# ka24de and z24i...what's the difference?



## pooponabird (Dec 23, 2003)

i need to know the difference between a ka24de and a z24i....is it possible to turbo charge the z24?


----------



## '98200SXse (May 1, 2003)

pooponabird said:


> i need to know the difference between a ka24de and a z24i....is it possible to turbo charge the z24?



Well I'm sure theres a kit out there for the z24 somewhere. But who cares get the Nissan and stay away from the Cavalier invasion......


----------



## sersr20dk (Oct 15, 2003)

i think he means the nissan z24 truck motor, and i \'m sorry i can't help out besides that


----------



## '98200SXse (May 1, 2003)

sersr20dk said:


> i think he means the nissan z24 truck motor, and i \'m sorry i can't help out besides that


ohh.. my bad.... sorry bout that.. dont know much about the truck's... (engine, hp, etc..)

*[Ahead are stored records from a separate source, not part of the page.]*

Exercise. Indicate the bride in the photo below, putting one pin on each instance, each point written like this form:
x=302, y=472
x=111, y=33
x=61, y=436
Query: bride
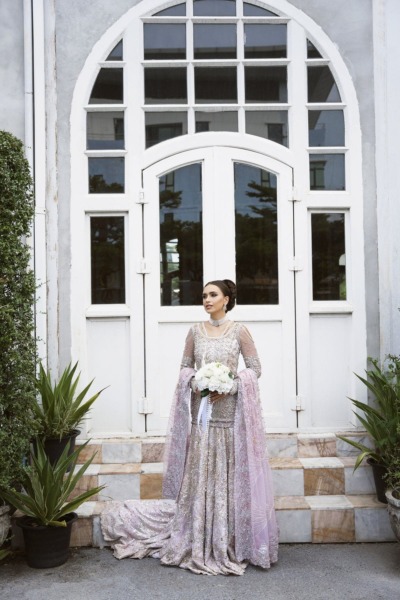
x=217, y=514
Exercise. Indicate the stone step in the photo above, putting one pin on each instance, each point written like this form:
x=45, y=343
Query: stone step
x=302, y=519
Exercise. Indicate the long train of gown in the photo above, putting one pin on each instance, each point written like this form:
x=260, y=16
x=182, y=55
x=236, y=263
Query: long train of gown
x=197, y=532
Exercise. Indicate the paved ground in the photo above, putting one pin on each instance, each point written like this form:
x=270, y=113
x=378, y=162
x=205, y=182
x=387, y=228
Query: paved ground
x=304, y=571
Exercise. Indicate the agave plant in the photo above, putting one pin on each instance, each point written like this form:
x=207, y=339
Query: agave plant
x=61, y=408
x=47, y=488
x=382, y=421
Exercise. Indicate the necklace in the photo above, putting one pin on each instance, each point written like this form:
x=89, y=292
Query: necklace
x=218, y=322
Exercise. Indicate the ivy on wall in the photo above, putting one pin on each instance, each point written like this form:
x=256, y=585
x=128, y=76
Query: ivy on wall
x=17, y=295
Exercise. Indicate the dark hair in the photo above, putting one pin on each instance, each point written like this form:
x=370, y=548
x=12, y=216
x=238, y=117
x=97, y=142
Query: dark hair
x=228, y=288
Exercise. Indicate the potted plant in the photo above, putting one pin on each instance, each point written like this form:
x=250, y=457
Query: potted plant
x=61, y=409
x=380, y=421
x=47, y=505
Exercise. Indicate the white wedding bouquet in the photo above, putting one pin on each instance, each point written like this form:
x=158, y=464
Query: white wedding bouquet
x=214, y=377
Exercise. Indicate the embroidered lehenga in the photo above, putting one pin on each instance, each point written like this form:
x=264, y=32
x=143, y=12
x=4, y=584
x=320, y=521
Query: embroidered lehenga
x=217, y=514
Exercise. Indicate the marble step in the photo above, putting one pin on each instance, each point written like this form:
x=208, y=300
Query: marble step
x=302, y=519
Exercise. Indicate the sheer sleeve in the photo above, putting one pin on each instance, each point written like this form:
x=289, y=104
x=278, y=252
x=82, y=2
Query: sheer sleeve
x=188, y=352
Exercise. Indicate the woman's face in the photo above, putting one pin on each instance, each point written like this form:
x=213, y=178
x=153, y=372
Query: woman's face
x=214, y=301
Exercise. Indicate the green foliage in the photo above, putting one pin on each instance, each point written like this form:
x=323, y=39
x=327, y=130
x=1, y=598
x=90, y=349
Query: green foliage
x=47, y=488
x=382, y=421
x=62, y=408
x=17, y=294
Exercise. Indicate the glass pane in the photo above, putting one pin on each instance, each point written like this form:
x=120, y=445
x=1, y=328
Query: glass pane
x=108, y=87
x=216, y=121
x=106, y=175
x=327, y=172
x=265, y=40
x=328, y=256
x=325, y=128
x=165, y=86
x=214, y=8
x=181, y=236
x=116, y=53
x=105, y=130
x=164, y=41
x=256, y=235
x=251, y=10
x=321, y=85
x=214, y=40
x=266, y=84
x=164, y=126
x=312, y=52
x=215, y=85
x=179, y=10
x=107, y=260
x=272, y=124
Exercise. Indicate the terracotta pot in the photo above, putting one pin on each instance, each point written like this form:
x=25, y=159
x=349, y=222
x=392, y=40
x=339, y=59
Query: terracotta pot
x=394, y=512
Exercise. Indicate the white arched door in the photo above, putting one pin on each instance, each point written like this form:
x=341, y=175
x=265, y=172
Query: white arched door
x=215, y=213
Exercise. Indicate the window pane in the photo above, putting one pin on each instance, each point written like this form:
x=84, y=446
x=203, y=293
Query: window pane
x=116, y=53
x=165, y=86
x=312, y=52
x=265, y=40
x=108, y=87
x=256, y=235
x=179, y=10
x=214, y=41
x=321, y=85
x=327, y=172
x=216, y=121
x=325, y=128
x=266, y=84
x=107, y=260
x=214, y=8
x=181, y=237
x=215, y=85
x=106, y=175
x=272, y=124
x=105, y=130
x=164, y=41
x=251, y=10
x=328, y=256
x=164, y=126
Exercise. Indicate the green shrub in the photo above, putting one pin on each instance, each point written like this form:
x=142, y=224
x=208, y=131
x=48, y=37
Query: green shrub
x=17, y=295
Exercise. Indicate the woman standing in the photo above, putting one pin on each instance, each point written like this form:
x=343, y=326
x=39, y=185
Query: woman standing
x=218, y=513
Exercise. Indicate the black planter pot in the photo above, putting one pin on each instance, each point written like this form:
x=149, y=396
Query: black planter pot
x=379, y=471
x=46, y=546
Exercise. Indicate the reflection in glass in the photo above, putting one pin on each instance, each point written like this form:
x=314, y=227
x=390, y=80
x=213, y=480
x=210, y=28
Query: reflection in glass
x=321, y=85
x=327, y=172
x=108, y=87
x=325, y=128
x=256, y=235
x=181, y=236
x=265, y=40
x=106, y=175
x=272, y=125
x=216, y=121
x=164, y=41
x=251, y=10
x=105, y=130
x=214, y=8
x=116, y=53
x=328, y=256
x=165, y=86
x=107, y=260
x=178, y=10
x=164, y=126
x=312, y=52
x=266, y=84
x=214, y=40
x=215, y=85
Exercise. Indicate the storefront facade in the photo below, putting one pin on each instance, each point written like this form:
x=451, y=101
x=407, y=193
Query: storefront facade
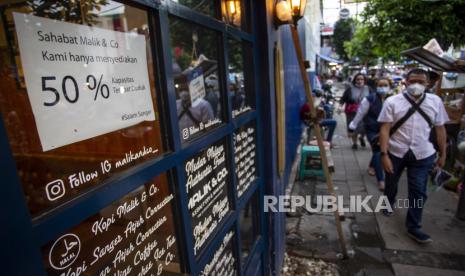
x=137, y=138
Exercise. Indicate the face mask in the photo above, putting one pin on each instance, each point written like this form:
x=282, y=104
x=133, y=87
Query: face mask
x=416, y=89
x=382, y=90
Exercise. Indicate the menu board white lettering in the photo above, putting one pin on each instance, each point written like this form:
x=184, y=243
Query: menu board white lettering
x=245, y=158
x=207, y=181
x=134, y=236
x=223, y=262
x=82, y=81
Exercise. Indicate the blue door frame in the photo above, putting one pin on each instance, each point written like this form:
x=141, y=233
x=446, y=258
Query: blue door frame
x=22, y=238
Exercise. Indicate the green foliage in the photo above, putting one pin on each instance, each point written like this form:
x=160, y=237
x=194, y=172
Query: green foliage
x=342, y=32
x=362, y=49
x=396, y=25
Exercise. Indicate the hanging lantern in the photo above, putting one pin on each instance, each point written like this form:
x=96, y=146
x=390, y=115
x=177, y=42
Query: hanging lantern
x=290, y=9
x=232, y=12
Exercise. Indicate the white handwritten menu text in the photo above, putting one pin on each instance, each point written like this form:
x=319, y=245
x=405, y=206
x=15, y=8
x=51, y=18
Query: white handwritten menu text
x=223, y=262
x=133, y=236
x=245, y=157
x=207, y=189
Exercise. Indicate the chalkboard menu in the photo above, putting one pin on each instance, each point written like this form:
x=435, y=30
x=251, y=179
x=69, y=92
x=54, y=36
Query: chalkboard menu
x=207, y=189
x=223, y=262
x=133, y=236
x=245, y=157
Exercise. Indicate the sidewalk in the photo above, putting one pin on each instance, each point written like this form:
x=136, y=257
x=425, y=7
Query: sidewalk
x=378, y=245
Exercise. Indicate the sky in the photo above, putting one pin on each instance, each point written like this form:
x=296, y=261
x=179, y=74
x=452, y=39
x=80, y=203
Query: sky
x=331, y=10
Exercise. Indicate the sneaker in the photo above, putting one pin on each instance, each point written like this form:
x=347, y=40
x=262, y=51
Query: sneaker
x=387, y=213
x=362, y=142
x=419, y=236
x=371, y=171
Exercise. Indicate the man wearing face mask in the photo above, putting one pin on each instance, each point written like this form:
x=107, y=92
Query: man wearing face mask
x=407, y=120
x=369, y=110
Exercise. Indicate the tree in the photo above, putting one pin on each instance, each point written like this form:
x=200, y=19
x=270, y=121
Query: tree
x=81, y=12
x=396, y=25
x=361, y=48
x=343, y=30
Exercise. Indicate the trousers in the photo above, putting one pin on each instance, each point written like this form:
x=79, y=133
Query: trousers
x=417, y=178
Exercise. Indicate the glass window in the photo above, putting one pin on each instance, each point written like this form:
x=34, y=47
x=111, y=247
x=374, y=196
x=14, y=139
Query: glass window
x=248, y=225
x=223, y=261
x=205, y=6
x=134, y=235
x=207, y=189
x=196, y=78
x=240, y=77
x=245, y=157
x=77, y=95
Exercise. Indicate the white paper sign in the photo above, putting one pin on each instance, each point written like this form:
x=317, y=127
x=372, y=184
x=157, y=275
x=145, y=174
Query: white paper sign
x=196, y=86
x=82, y=81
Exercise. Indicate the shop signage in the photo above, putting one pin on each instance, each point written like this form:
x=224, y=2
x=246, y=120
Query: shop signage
x=207, y=189
x=223, y=262
x=244, y=157
x=82, y=81
x=133, y=236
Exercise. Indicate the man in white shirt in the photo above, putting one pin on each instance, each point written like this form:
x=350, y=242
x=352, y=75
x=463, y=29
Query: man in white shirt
x=409, y=146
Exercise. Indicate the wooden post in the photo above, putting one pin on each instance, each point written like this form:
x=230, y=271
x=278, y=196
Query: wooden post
x=319, y=138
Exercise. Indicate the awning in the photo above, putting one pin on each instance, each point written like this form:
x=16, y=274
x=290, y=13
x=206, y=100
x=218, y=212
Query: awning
x=432, y=60
x=329, y=59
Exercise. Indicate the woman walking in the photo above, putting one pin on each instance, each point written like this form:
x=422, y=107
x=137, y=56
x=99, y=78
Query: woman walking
x=351, y=100
x=369, y=110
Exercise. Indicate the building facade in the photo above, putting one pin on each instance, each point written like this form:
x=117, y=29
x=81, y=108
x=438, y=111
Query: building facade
x=139, y=137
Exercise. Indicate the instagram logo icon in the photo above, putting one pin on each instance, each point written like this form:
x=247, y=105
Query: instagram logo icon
x=55, y=189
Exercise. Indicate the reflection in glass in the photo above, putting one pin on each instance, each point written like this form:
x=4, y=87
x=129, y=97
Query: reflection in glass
x=204, y=6
x=196, y=81
x=240, y=88
x=245, y=157
x=248, y=226
x=133, y=234
x=55, y=176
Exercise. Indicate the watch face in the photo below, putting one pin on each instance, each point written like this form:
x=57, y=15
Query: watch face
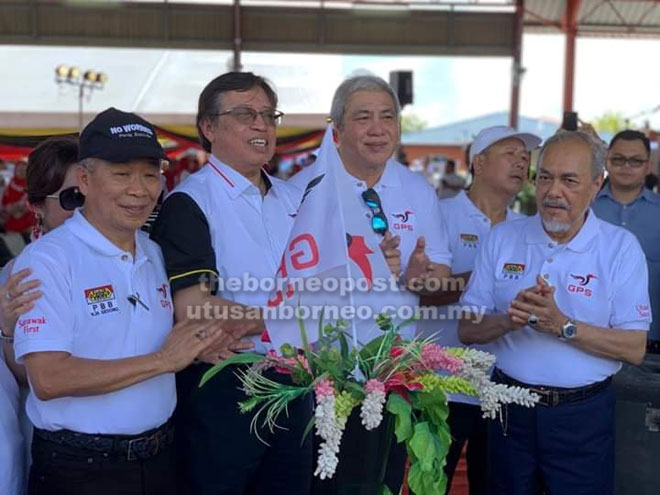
x=569, y=330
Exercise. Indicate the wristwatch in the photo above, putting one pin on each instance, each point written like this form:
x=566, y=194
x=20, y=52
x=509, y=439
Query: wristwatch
x=568, y=330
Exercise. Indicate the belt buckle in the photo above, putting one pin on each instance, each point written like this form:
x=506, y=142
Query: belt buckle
x=548, y=397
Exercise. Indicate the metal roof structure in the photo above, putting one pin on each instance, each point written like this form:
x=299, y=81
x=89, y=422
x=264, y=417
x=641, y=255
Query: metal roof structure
x=463, y=132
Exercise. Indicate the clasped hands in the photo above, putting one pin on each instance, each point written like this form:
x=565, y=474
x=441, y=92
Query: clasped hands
x=537, y=308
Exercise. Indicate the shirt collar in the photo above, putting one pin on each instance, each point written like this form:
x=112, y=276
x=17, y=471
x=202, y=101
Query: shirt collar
x=88, y=234
x=646, y=194
x=389, y=178
x=473, y=211
x=234, y=182
x=536, y=234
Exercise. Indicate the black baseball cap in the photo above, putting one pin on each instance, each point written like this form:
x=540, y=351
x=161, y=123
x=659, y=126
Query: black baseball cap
x=119, y=137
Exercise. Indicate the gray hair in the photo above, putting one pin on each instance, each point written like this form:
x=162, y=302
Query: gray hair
x=598, y=150
x=354, y=84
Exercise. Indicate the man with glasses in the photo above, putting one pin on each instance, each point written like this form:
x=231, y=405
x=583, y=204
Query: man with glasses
x=226, y=223
x=624, y=201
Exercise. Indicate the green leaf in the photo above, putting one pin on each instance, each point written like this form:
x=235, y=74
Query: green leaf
x=433, y=404
x=402, y=411
x=423, y=446
x=241, y=358
x=308, y=429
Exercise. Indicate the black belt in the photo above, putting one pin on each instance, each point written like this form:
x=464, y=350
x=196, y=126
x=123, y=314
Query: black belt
x=138, y=447
x=553, y=396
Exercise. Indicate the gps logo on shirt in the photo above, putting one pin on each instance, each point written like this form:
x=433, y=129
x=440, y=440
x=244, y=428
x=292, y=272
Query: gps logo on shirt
x=101, y=300
x=469, y=240
x=583, y=281
x=513, y=271
x=403, y=219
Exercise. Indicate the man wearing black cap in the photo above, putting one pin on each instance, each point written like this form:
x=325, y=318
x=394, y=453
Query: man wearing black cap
x=98, y=346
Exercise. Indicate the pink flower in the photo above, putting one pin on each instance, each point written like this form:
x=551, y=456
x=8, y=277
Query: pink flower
x=395, y=352
x=374, y=385
x=436, y=358
x=324, y=388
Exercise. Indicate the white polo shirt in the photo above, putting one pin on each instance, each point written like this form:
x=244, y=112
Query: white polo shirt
x=85, y=311
x=466, y=227
x=600, y=278
x=412, y=210
x=248, y=232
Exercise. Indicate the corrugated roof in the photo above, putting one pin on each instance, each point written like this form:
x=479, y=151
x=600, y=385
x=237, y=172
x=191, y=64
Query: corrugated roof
x=597, y=17
x=463, y=132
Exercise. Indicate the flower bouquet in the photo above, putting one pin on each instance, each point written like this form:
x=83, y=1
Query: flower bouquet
x=406, y=378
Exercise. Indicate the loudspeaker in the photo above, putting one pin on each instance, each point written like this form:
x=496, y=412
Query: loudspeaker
x=638, y=427
x=401, y=82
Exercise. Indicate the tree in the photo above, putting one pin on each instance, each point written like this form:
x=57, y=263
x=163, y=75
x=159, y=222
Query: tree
x=610, y=122
x=412, y=122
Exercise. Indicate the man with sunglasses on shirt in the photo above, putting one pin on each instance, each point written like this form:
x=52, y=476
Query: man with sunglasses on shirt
x=625, y=202
x=228, y=221
x=402, y=209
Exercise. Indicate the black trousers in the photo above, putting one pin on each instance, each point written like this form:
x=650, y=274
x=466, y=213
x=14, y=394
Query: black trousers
x=467, y=425
x=217, y=453
x=367, y=460
x=62, y=470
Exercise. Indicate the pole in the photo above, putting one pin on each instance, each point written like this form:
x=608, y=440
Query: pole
x=517, y=70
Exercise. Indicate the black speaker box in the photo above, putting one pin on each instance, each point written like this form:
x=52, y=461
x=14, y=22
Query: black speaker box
x=401, y=82
x=638, y=428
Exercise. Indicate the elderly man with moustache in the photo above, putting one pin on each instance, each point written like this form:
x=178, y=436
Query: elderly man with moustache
x=567, y=302
x=231, y=220
x=499, y=158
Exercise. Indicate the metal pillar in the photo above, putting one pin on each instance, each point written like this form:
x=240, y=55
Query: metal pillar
x=570, y=28
x=238, y=42
x=517, y=69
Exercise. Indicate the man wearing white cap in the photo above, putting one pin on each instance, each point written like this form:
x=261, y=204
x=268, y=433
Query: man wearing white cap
x=499, y=158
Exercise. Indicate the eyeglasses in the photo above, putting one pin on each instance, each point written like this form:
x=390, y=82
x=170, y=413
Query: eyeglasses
x=70, y=198
x=378, y=218
x=247, y=115
x=620, y=161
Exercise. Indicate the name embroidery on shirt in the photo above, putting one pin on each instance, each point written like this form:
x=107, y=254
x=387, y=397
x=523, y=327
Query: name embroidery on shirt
x=403, y=219
x=642, y=310
x=164, y=301
x=513, y=271
x=469, y=240
x=31, y=325
x=583, y=282
x=101, y=300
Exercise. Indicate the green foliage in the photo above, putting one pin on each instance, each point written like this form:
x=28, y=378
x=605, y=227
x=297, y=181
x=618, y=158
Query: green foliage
x=402, y=411
x=242, y=358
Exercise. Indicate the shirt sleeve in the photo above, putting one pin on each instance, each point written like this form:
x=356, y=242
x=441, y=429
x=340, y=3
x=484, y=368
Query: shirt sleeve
x=49, y=325
x=631, y=308
x=433, y=229
x=183, y=233
x=480, y=289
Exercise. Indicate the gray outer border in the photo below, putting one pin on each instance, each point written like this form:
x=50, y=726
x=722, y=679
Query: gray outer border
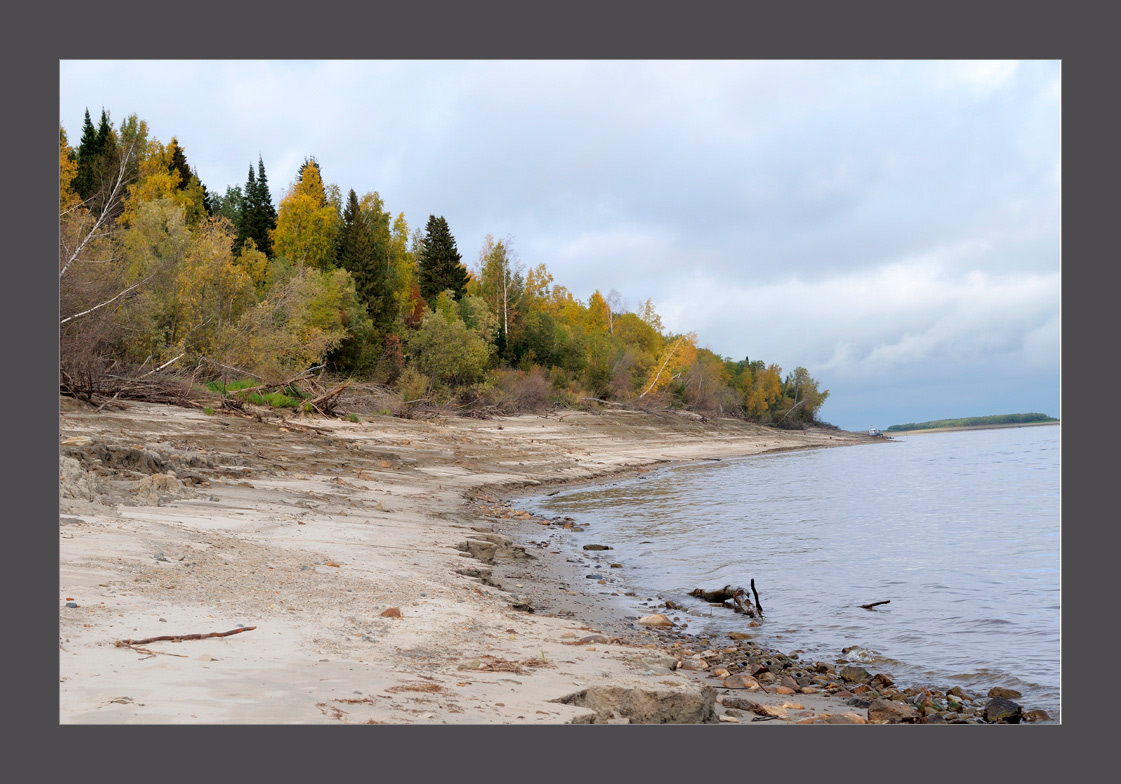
x=821, y=30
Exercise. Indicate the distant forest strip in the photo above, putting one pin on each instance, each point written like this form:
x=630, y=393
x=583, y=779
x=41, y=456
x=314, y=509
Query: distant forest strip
x=975, y=422
x=159, y=274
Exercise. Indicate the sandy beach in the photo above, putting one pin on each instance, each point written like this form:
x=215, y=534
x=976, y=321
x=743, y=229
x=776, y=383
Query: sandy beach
x=385, y=568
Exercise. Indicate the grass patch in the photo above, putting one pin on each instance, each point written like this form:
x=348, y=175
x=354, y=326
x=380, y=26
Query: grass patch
x=227, y=387
x=287, y=398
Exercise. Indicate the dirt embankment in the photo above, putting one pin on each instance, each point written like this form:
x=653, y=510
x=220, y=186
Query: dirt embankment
x=366, y=559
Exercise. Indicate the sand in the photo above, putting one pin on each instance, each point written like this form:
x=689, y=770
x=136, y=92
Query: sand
x=206, y=524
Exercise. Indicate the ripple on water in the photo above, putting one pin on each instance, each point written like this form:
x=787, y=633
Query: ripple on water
x=964, y=547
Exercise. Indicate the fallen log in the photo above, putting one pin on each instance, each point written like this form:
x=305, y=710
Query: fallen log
x=741, y=601
x=718, y=597
x=179, y=638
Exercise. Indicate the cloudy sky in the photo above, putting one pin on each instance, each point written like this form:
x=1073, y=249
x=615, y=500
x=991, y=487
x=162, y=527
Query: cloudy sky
x=893, y=227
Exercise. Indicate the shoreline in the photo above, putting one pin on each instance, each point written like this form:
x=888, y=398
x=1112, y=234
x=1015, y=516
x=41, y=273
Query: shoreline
x=957, y=430
x=366, y=559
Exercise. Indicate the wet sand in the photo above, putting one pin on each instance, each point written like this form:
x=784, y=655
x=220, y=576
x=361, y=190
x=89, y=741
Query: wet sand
x=386, y=569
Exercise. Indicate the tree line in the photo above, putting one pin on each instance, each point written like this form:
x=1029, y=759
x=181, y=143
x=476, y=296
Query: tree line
x=975, y=422
x=157, y=270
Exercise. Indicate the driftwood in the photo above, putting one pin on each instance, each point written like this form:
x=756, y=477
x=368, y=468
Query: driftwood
x=179, y=638
x=739, y=597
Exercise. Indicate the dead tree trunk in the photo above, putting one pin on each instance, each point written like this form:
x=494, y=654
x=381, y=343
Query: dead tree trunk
x=740, y=599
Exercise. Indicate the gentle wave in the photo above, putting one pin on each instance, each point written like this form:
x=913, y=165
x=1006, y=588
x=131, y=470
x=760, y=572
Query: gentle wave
x=959, y=531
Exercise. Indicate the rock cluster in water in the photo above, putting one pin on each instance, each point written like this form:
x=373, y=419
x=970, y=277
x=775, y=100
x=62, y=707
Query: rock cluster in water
x=746, y=665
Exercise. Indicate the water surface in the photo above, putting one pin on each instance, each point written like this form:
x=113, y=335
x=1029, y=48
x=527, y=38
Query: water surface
x=960, y=531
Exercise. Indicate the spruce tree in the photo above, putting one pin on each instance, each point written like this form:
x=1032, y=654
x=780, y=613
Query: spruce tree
x=266, y=218
x=86, y=154
x=246, y=218
x=439, y=268
x=363, y=250
x=104, y=164
x=178, y=164
x=355, y=250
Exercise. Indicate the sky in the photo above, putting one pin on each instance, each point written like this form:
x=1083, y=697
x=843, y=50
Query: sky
x=892, y=227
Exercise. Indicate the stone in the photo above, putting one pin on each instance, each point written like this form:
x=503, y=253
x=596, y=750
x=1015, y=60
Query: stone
x=845, y=719
x=681, y=702
x=1002, y=710
x=854, y=674
x=741, y=681
x=880, y=681
x=1006, y=693
x=891, y=712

other than the Titans gonna kick some major Domestic ass here soon


----------



## azkicker0027 (May 31, 2002)

z24?? where did you find that code??


----------



## pooponabird (Dec 23, 2003)

azkicker0027 said:


> z24?? where did you find that code??


it's the type of engine, it says it on the airbox in black letters "z24"

and, no one knows if i can turbo that mother?


----------



## ErikHalvorson (Jan 11, 2004)

The engine designation is stamped on a small machined face, just below the head mating surface. If you are looking front to rear, it S/B on the left hand side (under the manifold, unfortunately). The NapZ series engines started in 1980 with the 2.0 liter in the US but it was also available in 1.8 else where. It was an evolution on the L-series engine, aimed at meeting tougher emissions laws rather than brute power. Their were two versions of the 2.0, an E and an S. The S is the desirable one because it had a fully counter wieghted crank, simialr to the L20B if I remember right. The E was lighter weigh for economy reasons. I think the E was in the cars and the S was in the trucks but I may be mistaken there... They are very durable if well cared for. The engine was increased in displacement in 1982 to 2.2 liters and later to 2.4 liters. I beleive most were fuel injected but I have seen some stock carberator manifolds for the NAPZ so who knows, there. (I have also seen FI manifolds for the L20B for that matter). The 1.8 was available in turbocharged form in Japan as well as in Australia (maybe Europe too). The manifolds etc, should bolt to a 2.0-2.4 thought the turbo might be a bit on the small side for big HP#'s. I don't think the early cars/engines had oxygen sensors and they did use a Flapper version of the MAF instead of a hot wire which it more restrictive and thus hard to extract hp vs the hotwire version. The Valve train is SOHC cross flow design and the valves are angled towards each other. The design doesn't allow for much lift nor overlap in HP cam design, the valves are also on the small side side when trying to get big HP out of a naturally aspirated engine. The racers would dump the NAPZ head in favor of the older L-series head with good reliable results. The bottom end of the NapZ is just an extension of the L-series, though slight modifactions are necessary for adapting the L head to the 2.4 NapZ engine. Hope that helps a little.


----------



## low89hardbody (Dec 23, 2003)

Anyone know where i can find a turbo manifold for my 89 Z24I?


----------